Apulian Greek Red-Figure Krater


Apulian Greek Red-Figure Krater

An ancient Apulian Greek red-figure bell-krater with a young satyr, amorous and full of hopeful anticipation, sneaking up on an unsuspecting nude female. She stands before a water basin and holds an alabastron with perfumed oil in her left hand. On the reverse, two draped youths stand facing one another, each holding a staff.

Apulia, Magna Graecia, Southern Italy.
Ca. 360-350 BC.
Height: 9 3/4 in. (24.5 cm).

The krater has been attributed to the Painter of Athens 1714, from the workshop of the Iliupersis painter.

The output and quality of the Greek colonial potters working in Apulia increased greatly following the Peloponnesian War when Attic exports fell off sharply. Apulian craftsmanship is an amalgamation of the Ionian (Athenian, Attic) conventions, and Doric (Western colonial Greek) styles, with a noticeable native Italian aesthetic.

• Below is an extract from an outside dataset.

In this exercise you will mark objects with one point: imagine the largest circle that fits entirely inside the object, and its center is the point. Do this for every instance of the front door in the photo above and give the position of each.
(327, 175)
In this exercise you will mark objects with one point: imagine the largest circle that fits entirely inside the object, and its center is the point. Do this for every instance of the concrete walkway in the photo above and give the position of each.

Published : A. D. Trendall, The Red-Figure Vases of Apulia II, (1982), p. 1051, addendum to RVAp I 220, as no. 8/240a.  Zurich, Fortuna: Galerie für alte Kunst, Antikenkatalog (1979), cat. no. 21, illus.

Formerly in the collection of C. von Faber-Castell, Switzerland; with Fortuna: Galerie für alte Kunst, Zurich, inv. no. C 655, 1979.